Legambiente: il cemento si sta mangiando l'Italia
Data di pubblicazione: 12.04.2011

Un'indagine di Legambiente e dell'INU. Se non si interviene subito, fra un
po' non ci sarà più nulla da tutelare, né da vivere.
Il Fatto quotidiano online, 12 aprile 2011. 

Nel rapporto Ambiente Italia 2011, l'associazione del cigno lancia
l'allarme. Periferie sempre più estese, arterie stradali, maxi-parcheggi e
capannoni. E' come se ogni quattro mesi nascesse una nuova Milano
Il cemento si sta mangiando l'Italia, al ritmo di 10.000 ettari di
territorio all'anno: ogni 4 mesi è come se nascesse una nuova Milano.
Periferie sempre più estese, arterie stradali, maxi-parcheggi e capannoni.

Grappoli disordinati di sobborghi residenziali e centri commerciali sorti in
mezzo alle campagne. È l'ambiente nel quale vivono 6 italiani su 10.
Lombardia, Veneto e Campania guidano la classifica: cresce l'asfalto, la
terra soffre, va in crisi il sistema idrogeologico. Mancano regole a tutela
del suolo, aumentano i danni ambientali e i costi sociali. È il nuovo
allarme lanciato dal rapporto Ambiente Italia 2011, promosso da Legambiente:
insieme agli spazi verdi, spariscono ettari preziosi per l'agricoltura, che
vanta un export da 26 miliardi di euro. A farla da padrone sono i palazzi:
negli ultimi 15 anni si sono costruiti 4 milioni di nuove case. Ma oltre un
milione di alloggi resta vuoto. E almeno 200.000 famiglie non riescono a
pagare l'affitto o la rata del mutuo.

Urbanizzazione selvaggia, sempre più insostenibile. Lo rivela il rapporto
realizzato in collaborazione con l'INU, l'Istituto Nazionale di Urbanistica,
presentato in questi giorni a Milano. Un quadro inquietante del consumo di
territorio, che oltre all'ambiente mette in pericolo anche la produzione
agroalimentare. Il cemento invade già 2 milioni e 350.000 ettari.
Un'estensione equivalente a quella di Puglia e Molise messe insieme: il 7,6%
del territorio nazionale, con 415 metri quadri per abitante. Risultato:
crescono le superfici impermeabili. Già nel 2007, in città come Napoli e
Milano era isolato dall'acqua il 62% del suolo. Il primato è della
Lombardia, con il 14% di superfici artificiali. Seguono Veneto (11%),
Campania (10,7%), Lazio ed Emilia (9%).
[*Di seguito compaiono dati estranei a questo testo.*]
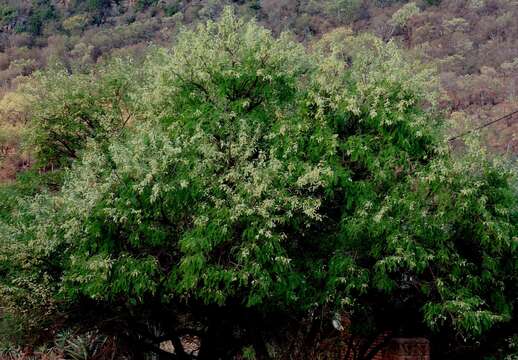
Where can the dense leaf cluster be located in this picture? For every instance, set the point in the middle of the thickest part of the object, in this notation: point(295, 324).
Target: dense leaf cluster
point(260, 175)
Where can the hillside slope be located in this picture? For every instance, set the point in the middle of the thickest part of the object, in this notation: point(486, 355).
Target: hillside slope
point(473, 43)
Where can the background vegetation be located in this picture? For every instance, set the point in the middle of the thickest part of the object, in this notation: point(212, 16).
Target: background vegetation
point(259, 194)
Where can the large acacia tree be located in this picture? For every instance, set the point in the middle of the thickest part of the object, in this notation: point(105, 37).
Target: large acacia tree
point(267, 185)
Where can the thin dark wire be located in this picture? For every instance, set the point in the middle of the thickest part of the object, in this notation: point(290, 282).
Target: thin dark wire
point(510, 115)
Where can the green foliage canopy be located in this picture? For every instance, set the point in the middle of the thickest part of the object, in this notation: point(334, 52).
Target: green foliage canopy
point(267, 176)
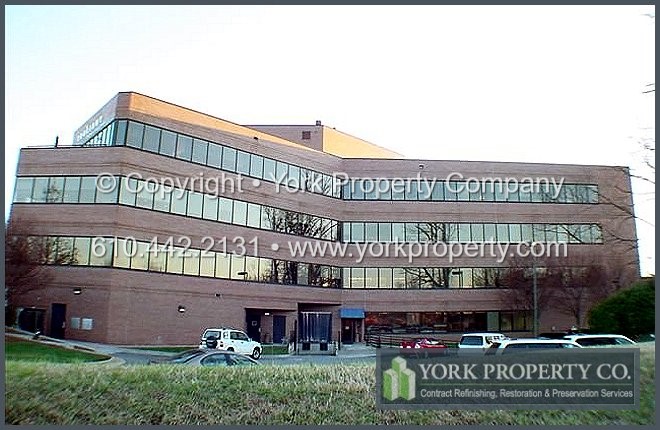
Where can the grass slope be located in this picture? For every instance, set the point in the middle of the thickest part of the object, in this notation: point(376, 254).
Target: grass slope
point(305, 394)
point(26, 350)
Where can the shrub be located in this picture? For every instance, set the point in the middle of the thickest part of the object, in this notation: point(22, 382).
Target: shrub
point(630, 312)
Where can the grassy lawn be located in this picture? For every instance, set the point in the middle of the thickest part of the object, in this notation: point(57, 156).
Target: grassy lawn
point(266, 349)
point(26, 350)
point(302, 394)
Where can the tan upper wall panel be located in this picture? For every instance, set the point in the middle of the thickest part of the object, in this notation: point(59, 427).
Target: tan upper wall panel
point(347, 146)
point(135, 102)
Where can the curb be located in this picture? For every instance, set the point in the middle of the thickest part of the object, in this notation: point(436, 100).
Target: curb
point(112, 362)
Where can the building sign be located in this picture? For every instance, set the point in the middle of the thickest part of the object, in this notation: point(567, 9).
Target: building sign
point(88, 130)
point(600, 378)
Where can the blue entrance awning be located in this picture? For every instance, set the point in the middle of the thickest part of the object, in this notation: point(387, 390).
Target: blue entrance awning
point(352, 313)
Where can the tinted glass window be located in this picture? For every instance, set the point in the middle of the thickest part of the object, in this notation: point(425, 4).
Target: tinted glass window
point(214, 155)
point(23, 190)
point(168, 143)
point(229, 159)
point(200, 148)
point(134, 135)
point(184, 147)
point(256, 166)
point(194, 204)
point(87, 189)
point(151, 138)
point(120, 135)
point(269, 169)
point(243, 163)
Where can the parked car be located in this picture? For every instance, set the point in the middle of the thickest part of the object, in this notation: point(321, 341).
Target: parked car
point(423, 343)
point(532, 344)
point(478, 341)
point(210, 357)
point(600, 339)
point(232, 339)
point(177, 358)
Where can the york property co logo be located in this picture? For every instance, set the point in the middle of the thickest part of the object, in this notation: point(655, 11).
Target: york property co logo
point(399, 381)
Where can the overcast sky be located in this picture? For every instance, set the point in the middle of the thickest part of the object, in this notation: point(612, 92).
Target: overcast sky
point(503, 83)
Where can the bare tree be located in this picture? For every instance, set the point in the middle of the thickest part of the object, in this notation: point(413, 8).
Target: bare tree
point(569, 285)
point(290, 272)
point(26, 258)
point(436, 277)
A rischio la Sardegna, dove la
cementificazione minaccia patrimoni naturali di inestimabile valore.
"Il territorio italiano si sta rapidamente metropolizzando", afferma il
presidente INU, Federico Oliva. "Alla città tradizionale si sta sostituendo
una nuova città, in cui vive oltre il 60% dell'intera popolazione italiana".
Si vive in condizioni insostenibili: cementificazione, traffico
congestionato, nuovi squilibri e fame di spazio pubblico. Principale
imputato: la crescita incontrollata delle periferie metropolitane, che
divorano ogni anno 500 chilometri quadrati di aree verdi. Un esempio? Roma,
il più grande comune agricolo in Europa. Nella città eterna, i complessi
residenziali in periferia hanno "mangiato" 4.384 ettari agricoli, il 13% del
totale, e 416 ettari di bosco. E il peggio deve ancora arrivare: i piani
regolatori di Roma e Fiumicino prevedono di consumare altri 9.700 ettari,
più di quanto sia stato urbanizzato dal 1993 al 2008.
Per Paolo Pileri del Politecnico di Milano, uno dei curatori del documento,
"ad essere erose sono le risorse agricole e di biodiversità, che
costituiscono uno dei beni comuni più importanti". L'Italia è in
controtendenza rispetto ai paesi europei dove "sono in atto da tempo
politiche ambientali ed urbanistiche incisive contro il consumo di suolo e i
suoi costi sociali". Lo sfruttamento del suolo italiano non produce "solo
ferite al paesaggio", ma "una vera e propria patologia del territorio". Per
questo Legambiente e INU hanno deciso di creare un Centro di Ricerca sui
Consumi di Suolo (CRCS). Nella legislazione italiana "mancano ancora regole
efficaci sulle facoltà di trasformazione dei suoli", afferma il presidente
di Legambiente Lombardia, Damiano Di Simine: "Qualunque sia la politica che
una Regione attua per il governo del territorio, riteniamo irrinunciabile
che essa sia confortata da un'attività di verifica e monitoraggio, oggi
estremamente lacunosa".

Molti comuni piemontesi, stanchi di vedere il proprio territorio invaso da
capannoni sfitti, hanno dato vita alla Campagna nazionale Stop al consumo di
territorio. "Il consumo di suolo - dichiara il presidente di Legambiente
Vittorio Cogliati Dezza - è oggi un indicatore dei problemi del Paese. La
crescita di questi anni, senza criteri o regole, è tra le ragioni dei
periodici problemi di dissesto idrogeologico e tra le cause di congestione e
inquinamento delle città, dell'eccessiva emissione di CO2 e della perdita di
valore di tanti paesaggi italiani e ha inciso sulla qualità dei territori
producendo dispersione e disgregazione sociale. Occorre fare come negli
altri Paesi europei, dove lo si contrasta attraverso precise normative di
tutela e con limiti alla crescita urbana, ma anche con la realizzazione di
edilizia pubblica per chi ne ha veramente bisogno". Tra le abitazioni
sfitte, 245.142 sono a Roma, 165.398 a Cosenza, 149.894 a Palermo, 144.894 a
Torino e 109.573 a Catania. Ma il fenomeno sfugge, perché non ci sono banche
dati aggiornate. E la piaga dell'abusivismo si aggiunge alle carenze di
pianificazione.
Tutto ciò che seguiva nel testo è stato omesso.